= Lieutenant (Poland) =

Polish Army rank

Porucznik (por.) is a rank of the Polish Army. It is roughly equivalent to the military rank of the First Lieutenant in the armed forces of other countries. In the Polish Army, a porucznik is included in the corps of junior officers. The rank directly under is podporucznik (ppor.), which is equivalent to a second lieutenant in the militaries of most nations. The rank directly above is kapitan (kpt.), which is equivalent to captain. A Polish officer with the rank of lieutenant wears three stars on their shoulder straps.
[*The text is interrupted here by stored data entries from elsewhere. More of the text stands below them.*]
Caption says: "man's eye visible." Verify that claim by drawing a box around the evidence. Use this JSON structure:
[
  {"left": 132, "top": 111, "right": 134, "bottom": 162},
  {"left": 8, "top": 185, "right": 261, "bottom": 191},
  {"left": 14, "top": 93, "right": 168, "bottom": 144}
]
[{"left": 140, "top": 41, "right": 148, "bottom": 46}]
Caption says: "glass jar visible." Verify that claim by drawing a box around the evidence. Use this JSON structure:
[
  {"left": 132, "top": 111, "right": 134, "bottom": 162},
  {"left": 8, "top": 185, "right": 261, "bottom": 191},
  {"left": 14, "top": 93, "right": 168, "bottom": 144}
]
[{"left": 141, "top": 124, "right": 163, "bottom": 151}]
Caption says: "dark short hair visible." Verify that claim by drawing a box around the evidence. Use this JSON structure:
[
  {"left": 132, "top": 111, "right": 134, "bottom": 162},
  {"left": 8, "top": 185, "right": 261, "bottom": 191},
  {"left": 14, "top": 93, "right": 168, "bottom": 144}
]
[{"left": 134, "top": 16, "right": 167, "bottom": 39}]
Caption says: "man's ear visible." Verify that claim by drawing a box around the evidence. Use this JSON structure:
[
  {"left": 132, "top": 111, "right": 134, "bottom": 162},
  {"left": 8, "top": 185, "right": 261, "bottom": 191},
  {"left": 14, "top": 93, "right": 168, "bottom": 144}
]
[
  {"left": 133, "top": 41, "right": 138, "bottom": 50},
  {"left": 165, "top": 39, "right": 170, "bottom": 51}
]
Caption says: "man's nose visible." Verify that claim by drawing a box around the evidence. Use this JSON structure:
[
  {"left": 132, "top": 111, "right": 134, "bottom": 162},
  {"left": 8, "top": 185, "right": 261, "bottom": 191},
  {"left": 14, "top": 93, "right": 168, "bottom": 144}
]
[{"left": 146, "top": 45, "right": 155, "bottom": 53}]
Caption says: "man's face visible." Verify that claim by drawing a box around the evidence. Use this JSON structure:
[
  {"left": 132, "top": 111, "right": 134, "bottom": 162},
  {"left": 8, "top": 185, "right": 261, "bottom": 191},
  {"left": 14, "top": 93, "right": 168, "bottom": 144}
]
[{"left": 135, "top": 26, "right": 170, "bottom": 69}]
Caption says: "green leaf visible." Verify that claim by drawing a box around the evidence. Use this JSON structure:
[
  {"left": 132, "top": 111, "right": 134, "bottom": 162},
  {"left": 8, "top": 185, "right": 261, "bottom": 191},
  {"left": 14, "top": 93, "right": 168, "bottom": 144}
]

Currently, in the Polish Army, commissioned officers with the rank of porucznik mainly serve as heads and officers of battalion and squadron staff sections. They also commonly serve as deputy company and battery commanders.

The rank of lieutenant is also present in the Border Guard, Prison Service, Foreign Intelligence Agency, Military Intelligence Servce, Military Counterintelligence Service, and Internal Security Agency. The equivalent of this rank in the police is a commissioner, in the State Fire Service - a captain, and in the Tax and Customs Service - a customs commissioner.

== Etymology ==
"Porucznik" is derived from the verb "poruczać" that occurs in Old Polish, that is, "to put into one's hands with confidence, to entrust", which in turn is derived from the word "hand". Originally, the word "porucznik" had a more general meaning.